Jeremy Laney Pope

As part of a pitch to a potential client in 2005, my team was asked to define the client/agency relationship by considering whether our agency was more aligned with Butch Cassidy or the Sundance Kid. The only alluring part of such a question lay in the contribution to American folklore that those two individuals provide. First of all, Butch and Sundance were both criminals. Second, they spent most of their adult lives running from the law and incarceration. Finally, they both are believed to have died pitiful, lonely, bullet-induced deaths at the hands of the Bolivian military after the two reportedly robbed a Bolivian bank. Hardly material for positive and encouraging agency-to-client relationship building. Still, the Butch and Sundance experience does provide a poignant statement about change and the importance of embracing the future. The following is the response I wrote to the question. With its inclusion, we won the client. It remains to this day a personal standard.

Robert LeRoy Parker and Harry Longbaugh depended upon one another for a lot of things. Bank robberies and train heists notwithstanding, each of their lives depended squarely upon the other for two years shy of a decade during a colorful and often romanticized part of American history.

It just so happened that their dance together played out on a spinning dance floor kept rollicking by the onslaught of the Industrial Revolution. Change swirled around them like a lost tumbleweed caught up in a West Texas dust devil.

And they were not at all excited about it.

History can’t quite finish the picture painted by legend and folklore surrounding the famous (or infamous) duo, but fact and fiction do seem to agree about one thing: Butch Cassidy and the Sundance Kid didn’t like change.

Change chased them down like water chases the bottom of a drain. It chased them ruthlessly through the canyons, valleys, and mountain passes into which they were so accustomed to retreating. It chased them out of every hideaway they had ever used and ultimately forced them to leave the United States altogether.

For movie lovers, images of Butch and Sundance on the run from Lord Baltimore and Joe LaFors may come to mind. The most telling image appears when Sundance stares into the night from inside a sheriff’s station window. “There’s somethin’ out there that scares ya, huh?” is the line delivered by the Sheriff of Carbon County, an old friend who had long ago traded in his life of crime for something more honorable.

Modernization and “New Methods” of communication were things Butch was loathe to accept. Sundance, it seems, couldn’t have cared less. In a clutch, he could only mutter to Butch, “You’re the brains, Butch. You’ll think of somethin’.” Butch clamped a decisive cap on his disgust for the future when he tossed a “newfangled” bicycle into a ravine and verbally pounded the wreck with the words, “You can have the future, you lousy bicycle!”
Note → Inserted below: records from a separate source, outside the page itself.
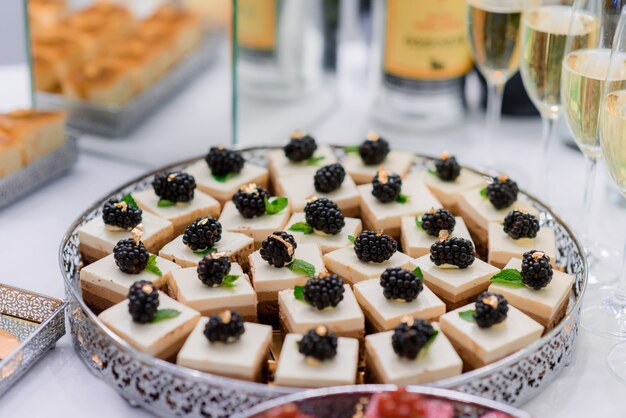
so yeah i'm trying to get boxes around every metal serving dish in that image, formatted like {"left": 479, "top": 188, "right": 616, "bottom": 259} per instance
{"left": 0, "top": 284, "right": 66, "bottom": 397}
{"left": 233, "top": 385, "right": 531, "bottom": 418}
{"left": 59, "top": 147, "right": 587, "bottom": 418}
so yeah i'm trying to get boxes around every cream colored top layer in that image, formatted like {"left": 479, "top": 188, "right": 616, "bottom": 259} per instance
{"left": 277, "top": 174, "right": 359, "bottom": 212}
{"left": 287, "top": 212, "right": 362, "bottom": 253}
{"left": 323, "top": 246, "right": 415, "bottom": 285}
{"left": 459, "top": 188, "right": 539, "bottom": 230}
{"left": 159, "top": 231, "right": 254, "bottom": 267}
{"left": 401, "top": 216, "right": 474, "bottom": 258}
{"left": 218, "top": 201, "right": 291, "bottom": 242}
{"left": 268, "top": 145, "right": 338, "bottom": 178}
{"left": 134, "top": 188, "right": 220, "bottom": 221}
{"left": 488, "top": 223, "right": 557, "bottom": 266}
{"left": 343, "top": 150, "right": 414, "bottom": 182}
{"left": 186, "top": 159, "right": 268, "bottom": 195}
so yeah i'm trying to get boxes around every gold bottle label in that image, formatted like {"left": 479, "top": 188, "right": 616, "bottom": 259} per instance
{"left": 237, "top": 0, "right": 276, "bottom": 51}
{"left": 384, "top": 0, "right": 472, "bottom": 80}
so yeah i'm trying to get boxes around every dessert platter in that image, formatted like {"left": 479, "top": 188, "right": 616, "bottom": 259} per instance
{"left": 59, "top": 135, "right": 587, "bottom": 417}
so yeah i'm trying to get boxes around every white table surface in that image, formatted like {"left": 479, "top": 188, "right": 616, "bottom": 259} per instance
{"left": 1, "top": 41, "right": 626, "bottom": 417}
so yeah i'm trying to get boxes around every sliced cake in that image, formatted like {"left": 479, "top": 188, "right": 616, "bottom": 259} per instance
{"left": 401, "top": 209, "right": 474, "bottom": 258}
Our agency is accustomed to running. But unlike Butch and Sundance, we don’t run away from the things that challenge us, we run into them. After we run into them, we don’t succumb to them, we conquer them.

Do we carry on like Butch Cassidy? Or the Sundance Kid?

Neither.

Rather, we are the champions of identifying problems, rooting them out and applying superb and definitive solutions. Like Lord Baltimore or Joe LaFors, we are more concerned with going to every length and embracing every conceivable avenue until success is achieved.